Ce château est au coeur d'un important complexe architectural remontant au royaume de Ryukyu, qui aurait été utilisé à partir du XVe siècle. La structure en bois détruite jeudi était une reconstruction effectuée après-guerre à partir de photographies et de plans anciens.
Des images de télévision prises en milieu de nuit montraient de grandes flammes orange envahissant le complexe historique, situé sur une colline surplombant Naha, la capitale d'Okinawa. Aucune victime n'a été signalée, selon les pompiers.
Le feu était maîtrisé en début d'après-midi, a précisé à l'AFP un porte-parole des pompiers, ajoutant que 4.800 mètres carrés du complexe avaient brûlé.
"La chaleur émise était très forte. Les pompiers ont eu beaucoup de mal à s'en approcher", a déclaré un pompier à la chaîne publique NHK.
"Tous les (trois) principaux bâtiments ont entièrement brûlé", a déclaré jeudi à l'AFP Daisuke Furugen, un responsable des pompiers de Naha.
La raison du sinistre, signalé aux autorités aux environs de 02H40, n'était pas encore déterminée jeudi après-midi.
Le "Festival du château de Shuri" se déroulait sur le site depuis le 27 octobre et devait durer jusqu'au 3 novembre.
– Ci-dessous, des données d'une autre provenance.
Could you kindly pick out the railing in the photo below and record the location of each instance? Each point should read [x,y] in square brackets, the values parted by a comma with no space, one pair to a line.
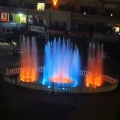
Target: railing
[113,83]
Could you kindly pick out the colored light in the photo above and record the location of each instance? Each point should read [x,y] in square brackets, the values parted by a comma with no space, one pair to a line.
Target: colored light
[29,67]
[55,2]
[95,66]
[62,64]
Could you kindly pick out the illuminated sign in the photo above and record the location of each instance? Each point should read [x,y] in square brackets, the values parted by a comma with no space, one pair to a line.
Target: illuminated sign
[4,16]
[41,6]
[55,2]
[39,29]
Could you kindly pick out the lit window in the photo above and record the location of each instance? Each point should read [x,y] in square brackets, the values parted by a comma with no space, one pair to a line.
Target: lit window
[55,2]
[23,19]
[41,6]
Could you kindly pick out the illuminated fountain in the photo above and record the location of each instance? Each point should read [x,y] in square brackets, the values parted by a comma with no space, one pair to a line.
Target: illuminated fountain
[95,66]
[28,63]
[62,64]
[62,69]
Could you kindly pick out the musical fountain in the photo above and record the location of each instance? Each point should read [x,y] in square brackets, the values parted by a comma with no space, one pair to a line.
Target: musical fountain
[62,69]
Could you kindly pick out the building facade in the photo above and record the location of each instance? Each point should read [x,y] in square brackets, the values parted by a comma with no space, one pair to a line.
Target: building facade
[83,18]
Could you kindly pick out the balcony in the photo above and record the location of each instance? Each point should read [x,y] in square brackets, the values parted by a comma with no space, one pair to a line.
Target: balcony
[22,10]
[96,18]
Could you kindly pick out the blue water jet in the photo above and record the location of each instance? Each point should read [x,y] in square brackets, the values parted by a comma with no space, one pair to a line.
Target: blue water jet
[62,64]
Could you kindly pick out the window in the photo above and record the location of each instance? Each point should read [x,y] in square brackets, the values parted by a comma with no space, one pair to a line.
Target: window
[61,7]
[48,6]
[69,8]
[83,10]
[92,10]
[41,6]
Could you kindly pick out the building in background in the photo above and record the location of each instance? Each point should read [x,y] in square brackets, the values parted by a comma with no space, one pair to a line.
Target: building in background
[83,18]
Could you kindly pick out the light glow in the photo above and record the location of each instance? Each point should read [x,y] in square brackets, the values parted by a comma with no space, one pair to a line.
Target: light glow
[55,2]
[29,67]
[95,66]
[62,64]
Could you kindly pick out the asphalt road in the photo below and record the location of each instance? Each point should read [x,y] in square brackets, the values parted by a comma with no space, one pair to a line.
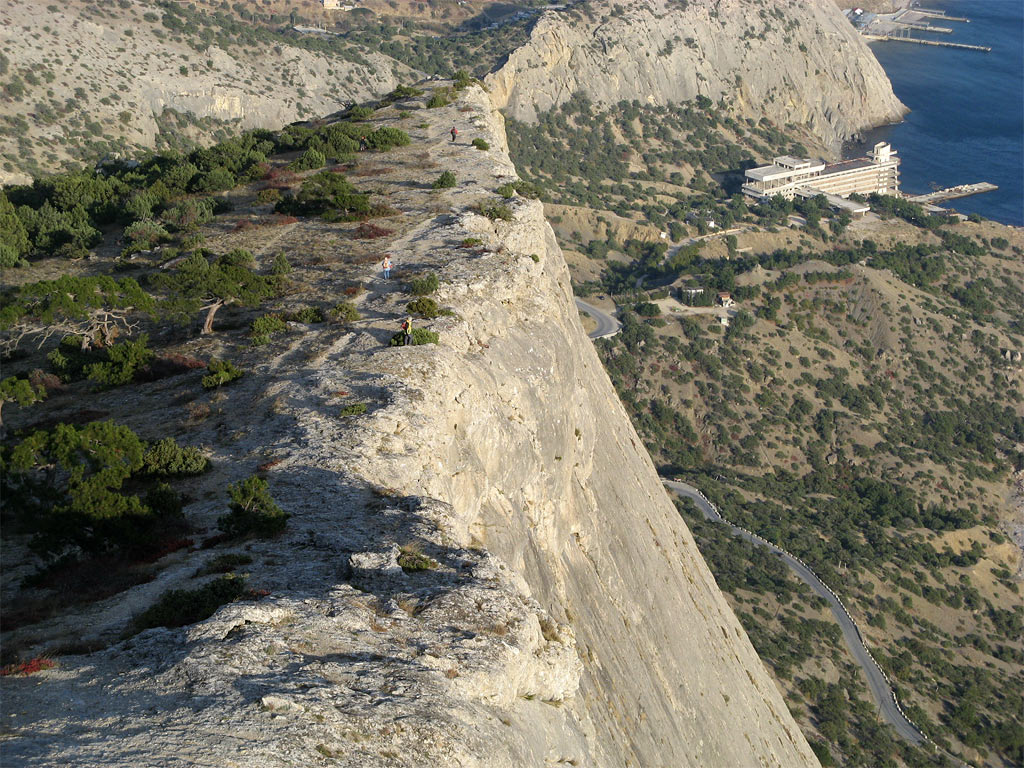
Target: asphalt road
[881,690]
[606,325]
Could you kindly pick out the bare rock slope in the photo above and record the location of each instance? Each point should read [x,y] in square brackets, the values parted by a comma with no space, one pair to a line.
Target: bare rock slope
[794,61]
[86,82]
[566,616]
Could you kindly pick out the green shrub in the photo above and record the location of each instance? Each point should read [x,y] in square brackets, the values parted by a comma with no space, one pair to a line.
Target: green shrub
[22,391]
[123,361]
[66,486]
[178,607]
[445,181]
[220,373]
[270,195]
[326,192]
[411,558]
[310,160]
[400,93]
[386,137]
[424,306]
[307,314]
[166,459]
[141,236]
[68,360]
[281,266]
[253,511]
[423,285]
[345,311]
[420,336]
[189,214]
[495,211]
[356,409]
[519,186]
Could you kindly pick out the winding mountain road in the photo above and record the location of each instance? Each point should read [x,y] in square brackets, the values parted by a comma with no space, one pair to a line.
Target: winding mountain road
[880,687]
[606,325]
[883,693]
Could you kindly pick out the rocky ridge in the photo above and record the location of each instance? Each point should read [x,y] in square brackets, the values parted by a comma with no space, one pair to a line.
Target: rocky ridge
[117,76]
[567,619]
[792,61]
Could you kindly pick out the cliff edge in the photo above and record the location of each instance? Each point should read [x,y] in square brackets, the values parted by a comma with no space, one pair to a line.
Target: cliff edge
[793,61]
[558,613]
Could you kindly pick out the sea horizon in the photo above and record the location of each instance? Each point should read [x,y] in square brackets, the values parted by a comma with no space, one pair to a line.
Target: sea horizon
[966,122]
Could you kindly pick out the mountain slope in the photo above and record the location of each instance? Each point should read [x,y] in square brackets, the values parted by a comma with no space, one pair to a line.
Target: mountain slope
[480,567]
[791,61]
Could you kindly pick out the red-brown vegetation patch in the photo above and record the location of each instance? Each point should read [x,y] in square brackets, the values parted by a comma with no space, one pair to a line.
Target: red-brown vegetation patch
[73,583]
[24,669]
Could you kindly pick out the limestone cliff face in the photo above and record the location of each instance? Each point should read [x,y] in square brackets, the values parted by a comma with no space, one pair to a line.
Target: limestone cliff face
[793,60]
[569,619]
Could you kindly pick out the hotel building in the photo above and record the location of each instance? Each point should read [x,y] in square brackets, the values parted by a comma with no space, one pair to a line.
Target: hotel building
[788,176]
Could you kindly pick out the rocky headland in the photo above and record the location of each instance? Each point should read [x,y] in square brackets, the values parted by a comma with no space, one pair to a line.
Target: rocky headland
[558,612]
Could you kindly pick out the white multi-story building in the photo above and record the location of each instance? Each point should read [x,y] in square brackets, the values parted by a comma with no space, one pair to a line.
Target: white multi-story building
[788,176]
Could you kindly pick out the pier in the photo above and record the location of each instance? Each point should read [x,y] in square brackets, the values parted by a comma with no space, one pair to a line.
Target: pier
[932,13]
[921,41]
[924,27]
[961,190]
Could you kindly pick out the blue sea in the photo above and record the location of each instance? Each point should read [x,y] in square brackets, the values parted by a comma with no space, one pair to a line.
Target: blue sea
[967,119]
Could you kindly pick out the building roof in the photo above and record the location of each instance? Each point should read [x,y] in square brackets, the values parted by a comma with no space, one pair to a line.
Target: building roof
[772,172]
[848,165]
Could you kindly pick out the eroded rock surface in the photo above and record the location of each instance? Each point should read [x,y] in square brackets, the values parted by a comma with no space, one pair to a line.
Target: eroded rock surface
[564,615]
[794,61]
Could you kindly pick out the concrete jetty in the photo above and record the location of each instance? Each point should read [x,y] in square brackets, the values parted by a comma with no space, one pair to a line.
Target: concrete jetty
[924,27]
[932,13]
[961,190]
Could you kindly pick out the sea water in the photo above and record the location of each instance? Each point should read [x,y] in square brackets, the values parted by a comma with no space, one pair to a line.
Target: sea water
[967,119]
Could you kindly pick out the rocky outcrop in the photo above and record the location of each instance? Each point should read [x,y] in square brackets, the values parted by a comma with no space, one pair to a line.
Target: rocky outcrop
[118,75]
[794,61]
[561,613]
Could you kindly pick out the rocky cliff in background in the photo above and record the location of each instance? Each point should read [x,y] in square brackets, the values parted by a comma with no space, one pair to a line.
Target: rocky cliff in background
[558,611]
[80,82]
[796,61]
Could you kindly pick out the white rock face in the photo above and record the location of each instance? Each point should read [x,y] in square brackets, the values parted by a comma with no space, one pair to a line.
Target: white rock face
[570,620]
[793,60]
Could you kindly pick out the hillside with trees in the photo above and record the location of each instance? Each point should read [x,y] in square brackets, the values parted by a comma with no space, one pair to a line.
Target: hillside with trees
[862,409]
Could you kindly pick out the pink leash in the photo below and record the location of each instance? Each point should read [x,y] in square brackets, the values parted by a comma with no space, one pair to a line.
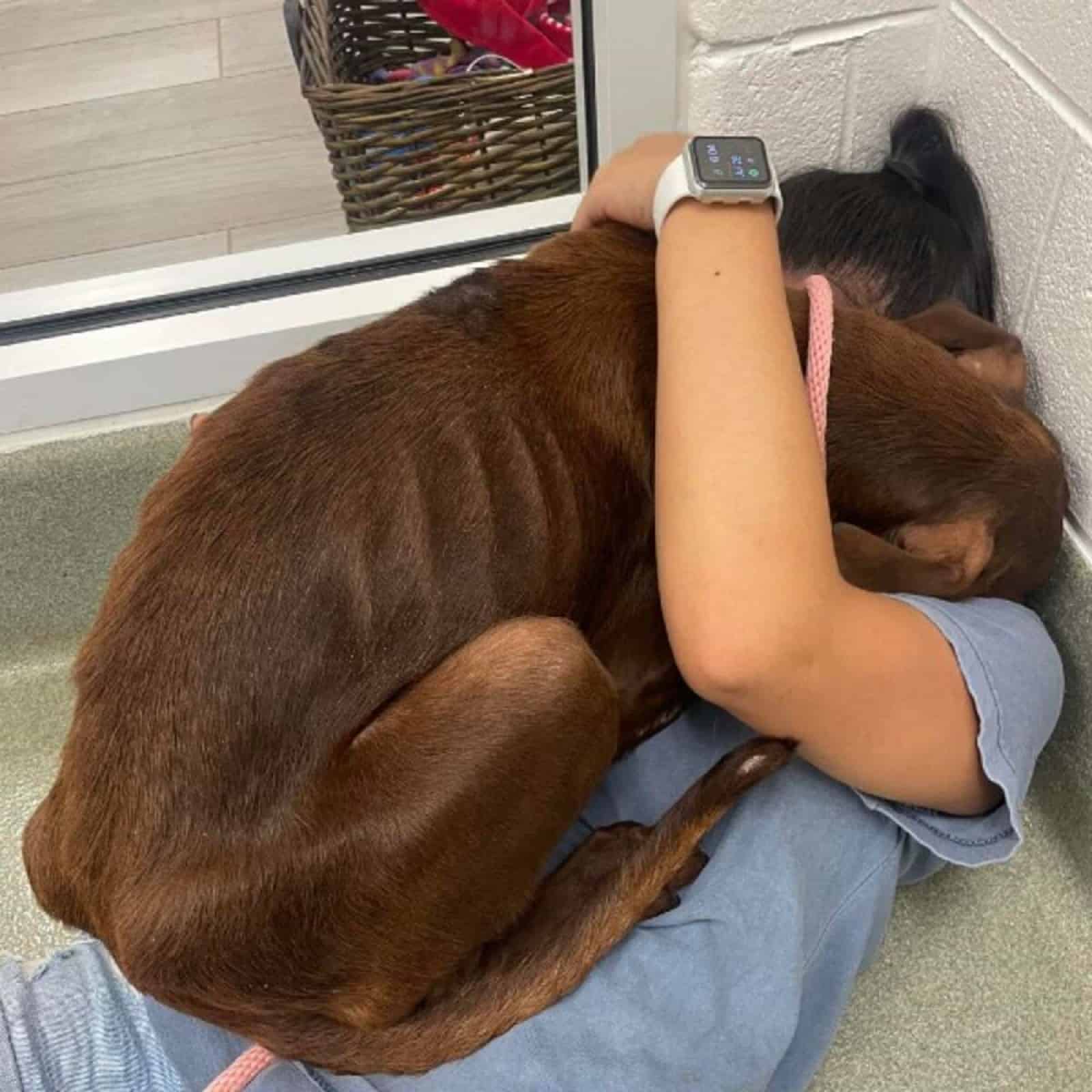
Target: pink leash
[820,344]
[240,1073]
[820,347]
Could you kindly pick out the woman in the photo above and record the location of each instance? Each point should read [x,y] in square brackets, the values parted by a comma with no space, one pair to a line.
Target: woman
[921,721]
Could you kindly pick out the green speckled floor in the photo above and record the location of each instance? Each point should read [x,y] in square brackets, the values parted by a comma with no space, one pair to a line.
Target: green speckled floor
[984,983]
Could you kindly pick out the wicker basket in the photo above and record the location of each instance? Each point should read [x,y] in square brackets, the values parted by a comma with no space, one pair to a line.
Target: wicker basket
[423,149]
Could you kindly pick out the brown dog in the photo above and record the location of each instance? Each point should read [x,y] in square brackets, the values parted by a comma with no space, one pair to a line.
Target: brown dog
[386,624]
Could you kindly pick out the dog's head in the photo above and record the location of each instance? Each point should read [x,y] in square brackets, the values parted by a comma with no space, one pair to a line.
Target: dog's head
[984,349]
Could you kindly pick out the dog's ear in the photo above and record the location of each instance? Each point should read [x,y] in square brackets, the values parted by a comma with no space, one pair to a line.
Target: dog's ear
[986,351]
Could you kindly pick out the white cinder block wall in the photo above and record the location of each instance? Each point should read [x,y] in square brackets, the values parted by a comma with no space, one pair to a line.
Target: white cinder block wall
[822,79]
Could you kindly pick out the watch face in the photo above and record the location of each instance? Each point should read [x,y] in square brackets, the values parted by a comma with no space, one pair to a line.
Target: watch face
[730,163]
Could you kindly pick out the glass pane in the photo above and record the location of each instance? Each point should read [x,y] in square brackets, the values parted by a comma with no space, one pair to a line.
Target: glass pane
[139,136]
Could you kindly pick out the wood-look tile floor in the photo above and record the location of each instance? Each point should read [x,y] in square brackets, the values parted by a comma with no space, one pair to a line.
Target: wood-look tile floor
[136,134]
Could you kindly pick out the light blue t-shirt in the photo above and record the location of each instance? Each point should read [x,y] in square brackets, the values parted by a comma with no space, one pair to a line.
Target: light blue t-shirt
[740,988]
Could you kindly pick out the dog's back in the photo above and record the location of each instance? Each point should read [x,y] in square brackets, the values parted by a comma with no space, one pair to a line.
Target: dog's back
[358,513]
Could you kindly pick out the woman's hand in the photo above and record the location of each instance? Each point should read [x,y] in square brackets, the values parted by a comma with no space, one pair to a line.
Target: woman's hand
[625,186]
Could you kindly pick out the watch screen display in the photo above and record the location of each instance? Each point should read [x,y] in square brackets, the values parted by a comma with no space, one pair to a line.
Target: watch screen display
[731,162]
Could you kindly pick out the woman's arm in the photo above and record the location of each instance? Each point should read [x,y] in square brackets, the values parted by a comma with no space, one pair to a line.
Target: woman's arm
[759,618]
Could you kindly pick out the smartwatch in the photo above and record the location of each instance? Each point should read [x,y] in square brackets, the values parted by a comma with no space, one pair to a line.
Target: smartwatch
[718,171]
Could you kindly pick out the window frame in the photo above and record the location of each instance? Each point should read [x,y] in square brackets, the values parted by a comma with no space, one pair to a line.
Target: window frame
[156,344]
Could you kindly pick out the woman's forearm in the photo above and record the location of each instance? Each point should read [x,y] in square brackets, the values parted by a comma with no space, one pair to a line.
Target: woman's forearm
[744,543]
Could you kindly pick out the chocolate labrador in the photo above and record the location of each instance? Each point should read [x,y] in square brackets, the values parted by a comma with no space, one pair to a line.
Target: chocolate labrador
[388,620]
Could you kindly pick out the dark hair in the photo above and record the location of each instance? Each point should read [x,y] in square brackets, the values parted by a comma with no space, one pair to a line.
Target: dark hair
[911,234]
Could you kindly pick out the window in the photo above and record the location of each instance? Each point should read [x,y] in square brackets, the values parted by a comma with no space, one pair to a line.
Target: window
[87,345]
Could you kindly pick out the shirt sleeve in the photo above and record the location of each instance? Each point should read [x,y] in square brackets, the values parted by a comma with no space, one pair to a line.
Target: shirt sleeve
[1014,674]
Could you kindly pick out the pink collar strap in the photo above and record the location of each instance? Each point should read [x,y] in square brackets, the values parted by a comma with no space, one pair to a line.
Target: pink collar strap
[820,347]
[246,1067]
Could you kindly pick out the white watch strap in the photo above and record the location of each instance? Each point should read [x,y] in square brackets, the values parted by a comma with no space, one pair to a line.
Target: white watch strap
[673,187]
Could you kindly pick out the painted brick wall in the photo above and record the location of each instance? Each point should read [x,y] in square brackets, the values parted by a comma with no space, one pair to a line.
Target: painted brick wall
[822,79]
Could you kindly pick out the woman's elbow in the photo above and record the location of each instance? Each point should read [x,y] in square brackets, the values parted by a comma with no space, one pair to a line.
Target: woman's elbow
[735,671]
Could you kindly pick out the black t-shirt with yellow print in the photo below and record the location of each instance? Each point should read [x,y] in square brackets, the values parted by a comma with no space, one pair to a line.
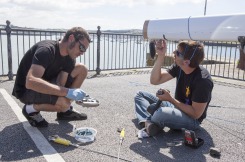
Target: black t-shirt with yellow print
[196,86]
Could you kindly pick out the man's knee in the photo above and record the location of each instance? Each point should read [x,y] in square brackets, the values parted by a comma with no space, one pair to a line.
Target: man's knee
[62,104]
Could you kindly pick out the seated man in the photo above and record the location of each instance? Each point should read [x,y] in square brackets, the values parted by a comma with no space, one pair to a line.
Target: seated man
[192,95]
[48,79]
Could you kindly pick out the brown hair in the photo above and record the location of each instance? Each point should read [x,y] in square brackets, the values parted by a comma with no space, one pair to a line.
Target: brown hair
[193,51]
[78,32]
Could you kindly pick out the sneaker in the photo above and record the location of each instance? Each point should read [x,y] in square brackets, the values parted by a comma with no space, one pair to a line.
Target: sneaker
[88,102]
[151,128]
[141,124]
[35,118]
[71,114]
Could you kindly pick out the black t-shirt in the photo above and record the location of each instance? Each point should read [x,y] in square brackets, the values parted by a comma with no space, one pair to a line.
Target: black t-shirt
[47,54]
[196,86]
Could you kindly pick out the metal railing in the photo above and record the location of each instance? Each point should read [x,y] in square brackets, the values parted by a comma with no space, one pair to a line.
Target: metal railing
[114,51]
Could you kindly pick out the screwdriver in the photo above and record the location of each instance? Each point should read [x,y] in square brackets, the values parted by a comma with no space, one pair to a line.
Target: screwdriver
[122,135]
[62,141]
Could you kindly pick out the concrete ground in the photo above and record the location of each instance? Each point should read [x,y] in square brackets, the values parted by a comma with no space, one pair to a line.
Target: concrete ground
[224,128]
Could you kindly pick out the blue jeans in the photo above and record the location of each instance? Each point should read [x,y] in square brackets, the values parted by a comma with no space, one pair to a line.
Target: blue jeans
[166,116]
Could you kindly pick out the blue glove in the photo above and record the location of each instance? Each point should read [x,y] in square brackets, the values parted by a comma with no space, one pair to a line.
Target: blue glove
[75,94]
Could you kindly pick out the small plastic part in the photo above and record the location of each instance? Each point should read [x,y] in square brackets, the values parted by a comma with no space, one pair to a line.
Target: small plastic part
[215,152]
[84,134]
[191,140]
[88,102]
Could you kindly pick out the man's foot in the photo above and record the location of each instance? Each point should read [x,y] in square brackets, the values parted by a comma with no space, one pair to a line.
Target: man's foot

Des travaux liés à ces festivités avaient été menés jusqu'à 01H00 du matin, selon ce porte-parole de la police, précisant toutefois que l'on ne pouvait dans l'immédiat établir un lien entre ces travaux et l'incendie.
"Nous avons perdu notre symbole"
Véritable forteresse, avec ses imposants murs d'enceinte, ses portes monumentales et ses nombreux pavillons, le château de Shuri était le centre politique, diplomatique et culturel du royaume indépendant de Ryukyu (XVe-XIXe siècles), carrefour des échanges entre l'Asie du Sud-Est, la Chine, la Corée et le Japon.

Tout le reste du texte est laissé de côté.